Over the years, however, investors complained about the sales commissions (“loads”) attached to most mutual funds, resulting in the creation of “no-load” mutual funds, which retained management fees but eliminated the sales charges.
More recently, funds have re-invented themselves yet again, packaging themselves as ETFs (exchange-traded funds) that trade daily just like actual stocks as opposed to the older mutual funds that are re-priced only once per day at the close and are not publicly traded.
ETFs may or may not be “actively managed,” i.e., traded by their respective managers for larger gains (or losses). “Indexed funds” are not actively managed but are maintained to keep an investment mix that closely matches the indexes to which they are linked.

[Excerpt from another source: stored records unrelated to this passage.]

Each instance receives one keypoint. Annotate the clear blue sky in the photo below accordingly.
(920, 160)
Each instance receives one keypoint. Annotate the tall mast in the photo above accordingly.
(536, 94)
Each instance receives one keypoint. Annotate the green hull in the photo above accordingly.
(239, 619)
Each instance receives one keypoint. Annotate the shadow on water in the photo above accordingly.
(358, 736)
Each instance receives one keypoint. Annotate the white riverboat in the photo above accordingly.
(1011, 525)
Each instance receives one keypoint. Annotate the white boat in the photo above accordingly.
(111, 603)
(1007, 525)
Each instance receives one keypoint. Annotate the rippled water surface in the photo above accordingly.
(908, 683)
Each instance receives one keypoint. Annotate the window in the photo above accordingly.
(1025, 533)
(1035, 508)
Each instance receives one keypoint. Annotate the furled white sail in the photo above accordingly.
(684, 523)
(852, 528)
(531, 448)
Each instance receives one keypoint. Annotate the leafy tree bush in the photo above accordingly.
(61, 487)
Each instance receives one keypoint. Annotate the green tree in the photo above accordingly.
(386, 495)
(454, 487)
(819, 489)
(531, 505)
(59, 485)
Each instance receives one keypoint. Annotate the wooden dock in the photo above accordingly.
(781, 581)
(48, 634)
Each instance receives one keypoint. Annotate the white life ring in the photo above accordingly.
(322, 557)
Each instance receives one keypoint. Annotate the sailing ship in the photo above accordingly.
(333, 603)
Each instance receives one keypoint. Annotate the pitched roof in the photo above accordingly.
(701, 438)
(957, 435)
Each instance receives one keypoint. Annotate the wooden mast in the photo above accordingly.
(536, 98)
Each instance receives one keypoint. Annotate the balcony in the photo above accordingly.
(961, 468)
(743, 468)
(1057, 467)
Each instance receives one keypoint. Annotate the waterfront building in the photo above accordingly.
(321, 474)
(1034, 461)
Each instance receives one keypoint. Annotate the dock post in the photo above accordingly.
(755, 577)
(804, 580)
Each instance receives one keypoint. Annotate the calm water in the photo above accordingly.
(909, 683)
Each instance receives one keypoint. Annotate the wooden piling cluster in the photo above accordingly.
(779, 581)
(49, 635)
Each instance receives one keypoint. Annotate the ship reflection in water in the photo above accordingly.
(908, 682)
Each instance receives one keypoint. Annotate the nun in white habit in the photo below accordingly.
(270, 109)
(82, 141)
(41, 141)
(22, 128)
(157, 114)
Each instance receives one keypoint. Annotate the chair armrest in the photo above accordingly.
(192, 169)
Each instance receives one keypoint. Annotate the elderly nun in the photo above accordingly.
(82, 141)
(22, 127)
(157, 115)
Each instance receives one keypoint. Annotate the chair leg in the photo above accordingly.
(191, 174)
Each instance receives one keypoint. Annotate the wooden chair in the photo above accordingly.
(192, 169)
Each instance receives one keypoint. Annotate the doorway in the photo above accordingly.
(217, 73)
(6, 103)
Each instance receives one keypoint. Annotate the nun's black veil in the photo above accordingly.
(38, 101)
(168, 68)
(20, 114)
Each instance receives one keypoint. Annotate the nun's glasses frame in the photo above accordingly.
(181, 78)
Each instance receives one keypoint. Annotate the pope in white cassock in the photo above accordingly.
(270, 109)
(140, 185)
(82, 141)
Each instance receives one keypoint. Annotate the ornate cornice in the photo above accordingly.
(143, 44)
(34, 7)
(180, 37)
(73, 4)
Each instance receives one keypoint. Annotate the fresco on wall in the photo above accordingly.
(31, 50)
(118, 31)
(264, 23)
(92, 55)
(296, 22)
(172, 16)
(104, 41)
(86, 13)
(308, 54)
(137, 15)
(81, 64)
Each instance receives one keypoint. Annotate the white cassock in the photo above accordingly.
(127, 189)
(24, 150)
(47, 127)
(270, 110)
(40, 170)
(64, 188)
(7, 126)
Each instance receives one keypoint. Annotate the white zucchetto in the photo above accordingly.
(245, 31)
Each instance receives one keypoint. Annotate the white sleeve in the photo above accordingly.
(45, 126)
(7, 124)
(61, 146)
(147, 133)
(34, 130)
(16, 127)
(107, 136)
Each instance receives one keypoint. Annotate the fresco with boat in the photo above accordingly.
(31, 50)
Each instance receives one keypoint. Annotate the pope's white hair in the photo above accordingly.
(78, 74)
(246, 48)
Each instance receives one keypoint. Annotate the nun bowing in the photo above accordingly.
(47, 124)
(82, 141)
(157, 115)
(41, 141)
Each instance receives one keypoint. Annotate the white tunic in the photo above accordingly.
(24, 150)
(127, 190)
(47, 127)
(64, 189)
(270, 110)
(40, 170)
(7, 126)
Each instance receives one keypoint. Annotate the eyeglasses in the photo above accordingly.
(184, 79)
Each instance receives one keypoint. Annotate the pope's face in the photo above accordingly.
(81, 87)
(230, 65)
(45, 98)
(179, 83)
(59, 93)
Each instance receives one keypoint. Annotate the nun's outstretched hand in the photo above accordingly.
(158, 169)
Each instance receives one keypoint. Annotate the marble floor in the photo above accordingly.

CEFs (closed-end funds) are an older and rarer bird. They are generally fairly actively managed mutual funds but with one major difference: new shares are never (or rarely) issued. Hence, the term “closed-end” funds. As a result, unlike mutual funds, repriced daily at the close, CEFs also trade like stocks, just like ETFs, but with one major difference. Depending on supply and demand, they can trade at a premium or a discount to their actual net asset value, meaning that they can at times trade for more than their shares are worth, and at other times for less than they’re worth.
Of these three hybrid, yield-sensitive candidates, the Pimco Municipal Income fund (PMF) (-and the BlackRock Defined Opportunity Credit Trust (BHL) are (-2.3) closed end funds. PMF invests in municipal bonds, while BHL invests in a variety of regular and floating rate loans and other credit vehicles.
Given interest rate fears, the less conservative BHL is trading at a 2.3% discount to net asset value and is currently yielding a decent 4.63%, with dividends payable monthly. PMF, however, is trading at a hefty 14.44% premium, although still yielding a better than average 6.32% overall, with dividends again payable monthly.
Worried about PMF’s muni bond portfolio due to the current Puerto Rican muni bond crisis. Pimco has our collective backs on this one, currently noting on its website:
“We have long viewed the challenge facing Puerto Rico (PR) as a debt sustainability issue. This led us to sell the last position in PR debt in our dedicated municipal portfolios in the first quarter of 2013 at a premium dollar price. And today, firm wide, we maintain zero exposure to Puerto Rico credit risk.”
Both BHL and PMF are currently in recovery mode. But given that the Fed’s interest rate hiking schedule is likely to be fairly conservative, they may continue to stage a modest price recovery in 2016 while still offering those handsome yields.
Our third idea here, BKLN, is an actual ETF, an indexed fund that trades like a stock and invests in a portfolio of senior loans linked to an average known as the S&P/LSTA U.S. Leveraged Loan 100 Index. Its investments are relatively short-term instruments, which serve to insulate the ETF, at least somewhat, from heavy interest rate gyrations, since the portfolio is constantly if gradually refreshed. Like our pair of CEFs, BKLN also issues dividends monthly and is currently yielding 4.02% and trading at a very slight discount of -0.13%.
These surprise “bounce back” candidates are already recovering, but could continue to snap back in early 2016 given the clear overreaction to the Fed’s current policy that caused them to sell off. In the meantime, they offer decent and likely safe yields “While-U-Wait.”
As usual, no guarantees, of course. 2016 remains a mystery wrapped in an enigma.